Over the past five years, superhero films have been not only among the most popular movies in America, but in some cases, also some of the most theologically and spiritually-profound movies in our cinemas. I know this is quite a claim, but at their heart, superhero films are able to deal directly with some of our most important spiritual themes ”those of justice, good and evil, violence, redemption and heroism.

A movie like “Batman Begins” (2005) offers a profound investigation of the various meanings of justice; not only does it explore retributive justice (and, refreshingly, condemn it), it also suggests more ancient understandings of justice as a positive practice instead of a punishment in reaction to some committed crime. “Spider-Man III” (2007), while it had its narrative flaws, foregrounded issues of ego, power, and the desire for revenge. Other superhero films deal with the possibilities of human good and evil and the true definition of heroism as self-sacrifice. If you pay attention at the multiplex, these films suggest, you might even learn something.

This summer, Will Smith, past King of Memorial Day Blockbusters, is starring as a flawed superhero in “Hancock,” and while this movie isn’t directly based on a character from the comics, it offers some typical superhero themes. Smith’s character is deeply-flawed, and the movie looks as though it will examine the nature of heroism in a culture of celebrity.

Heroes are more interesting when they’re flawed, as the successful Spider-Man and Batman films suggest (and the ongoing difficulty in making Superman dramatically interesting affirms). Director Peter Berg notes that “Hancock” “does as much damage as good” ”perhaps an analogue for the current American superheroic mania to try and resolve every issue with force. But one doesn’t have to get too deeply into cultural readings to enjoy the idea of a flawed character trying to do the right thing, since for people of faith (and all people of good will), that is a deeply-familiar story, one that looks back at them from the mirror every morning.

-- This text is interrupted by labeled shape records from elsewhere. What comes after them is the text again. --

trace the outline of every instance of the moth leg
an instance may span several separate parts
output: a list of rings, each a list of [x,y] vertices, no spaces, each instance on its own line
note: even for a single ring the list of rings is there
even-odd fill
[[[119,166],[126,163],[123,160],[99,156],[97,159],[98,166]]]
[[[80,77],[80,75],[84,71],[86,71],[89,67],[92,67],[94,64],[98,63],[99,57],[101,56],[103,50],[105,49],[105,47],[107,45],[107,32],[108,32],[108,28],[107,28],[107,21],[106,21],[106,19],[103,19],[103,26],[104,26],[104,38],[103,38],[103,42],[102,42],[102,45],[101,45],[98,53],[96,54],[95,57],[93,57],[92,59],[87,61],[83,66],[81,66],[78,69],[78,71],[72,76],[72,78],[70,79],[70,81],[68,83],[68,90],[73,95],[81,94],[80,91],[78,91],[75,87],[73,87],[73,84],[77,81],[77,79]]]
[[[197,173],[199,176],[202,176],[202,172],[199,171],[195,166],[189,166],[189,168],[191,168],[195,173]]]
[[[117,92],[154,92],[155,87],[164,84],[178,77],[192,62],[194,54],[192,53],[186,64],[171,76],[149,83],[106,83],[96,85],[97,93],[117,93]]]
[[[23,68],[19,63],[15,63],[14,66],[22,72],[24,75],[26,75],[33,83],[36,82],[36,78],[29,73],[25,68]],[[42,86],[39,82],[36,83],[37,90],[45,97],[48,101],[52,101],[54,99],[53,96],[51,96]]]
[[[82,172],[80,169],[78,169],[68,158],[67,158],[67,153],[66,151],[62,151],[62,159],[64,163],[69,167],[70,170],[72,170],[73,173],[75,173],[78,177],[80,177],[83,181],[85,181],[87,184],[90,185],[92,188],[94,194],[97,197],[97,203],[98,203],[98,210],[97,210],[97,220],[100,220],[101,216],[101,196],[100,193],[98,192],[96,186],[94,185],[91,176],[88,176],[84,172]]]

“Iron Man,” due out in early May, is another film with a deeply-flawed hero that could open a dialogue with current events, since its hero, Tony Stark (Robert Downey, Jr.) is an arms magnate/industrialist who finds himself using his technology to fight evildoers. Stark has long been one of comics’ most troubled heroes (his battles with alcoholism brought a real-life issue to life for many young readers), and this film too will resonate with viewers for its exploration of good and evil within the person of its hero.

“Iron Man” also suggests our ongoing ambivalence toward technology and science: Will they solve all our problems, or make them worse? The Modern myth of progress has always told us that we could invent our way toward perfection, but some of the uses of science and technology in the last century ”at Auschwitz and Hiroshima, to name just two ”showed that we might simply have found a better way to destroy ourselves. “Iron Man” compels our attention since its main character uses science to become a human weapon; a less-heroic figure using similar technology would ”and does ”become a force for evil rather than good.

This summer’s installment of the Batman story, “The Dark Knight,” follows perhaps the most-acclaimed of superhero films, Christopher Nolan’s “Batman Begins.” The figure of the Joker (Heath Ledger) is one of the most interesting elements of this film. Where does this kind of primeval evil come from? Has Batman in some way brought him into being? And are Batman and the Joker alike in anything more than adopting costumes and over-the-top methods?

Batman stories also always revolve around the question of justice; ever since Bruce Wayne’s (Christian Bale) parents were killed by a gunman when he was young, he has devoted his entire life to battling evil. How much of that is impartial justice ”a desire not to see others suffer as he has suffered? And how much of that grows out of resentment and the desire for revenge? The first is clearly healthier and more laudable, yet in American narratives and history, the second often takes precedence. The archetypal narrative of violence in American history is that of Pearl Harbor ”if you throw the first punch, we’ll come after you with overwhelming force ”but it’s also present in our stories of vigilante justice ”like superhero films.

Finally, following up the cult success of “Hellboy” (2004), director Guillermo del Toro and “Hellboy” creator Mike Mignola give us “Hellboy 2: The Golden Army,” another apocalyptic epic centering on the red-skinned character (played by Ron Perlman) who is the son of a demon prince and a human witch, an unlikely servant of Good against the cosmic forces of Evil.

“Hellboy” raises questions about choice and free will, about our ability to choose good over evil, and, as in the first film, revels in apocalyptic discourse. How and why will the world end? Should we struggle against that end or accept it? While popular culture typically gives us different answers than Jewish and Christian faith, they both suggest that on the other side of the cataclysm is a better world, which should give us hope in the face of looming destruction.

Superhero films distill many of our central spiritual questions into dramatic morality plays. They explore the conflict between good and evil, and the difficulty sometimes of knowing which is which. They play out our continuing quest for justice, desire for a better tomorrow, and hope that something larger than we are might step in and save us. And when they do these things with skill ”or even, in some cases, with beauty ”they move from being simply pop entertainment and actually begin to do the things that art does ”move us, shake us, and inspire us.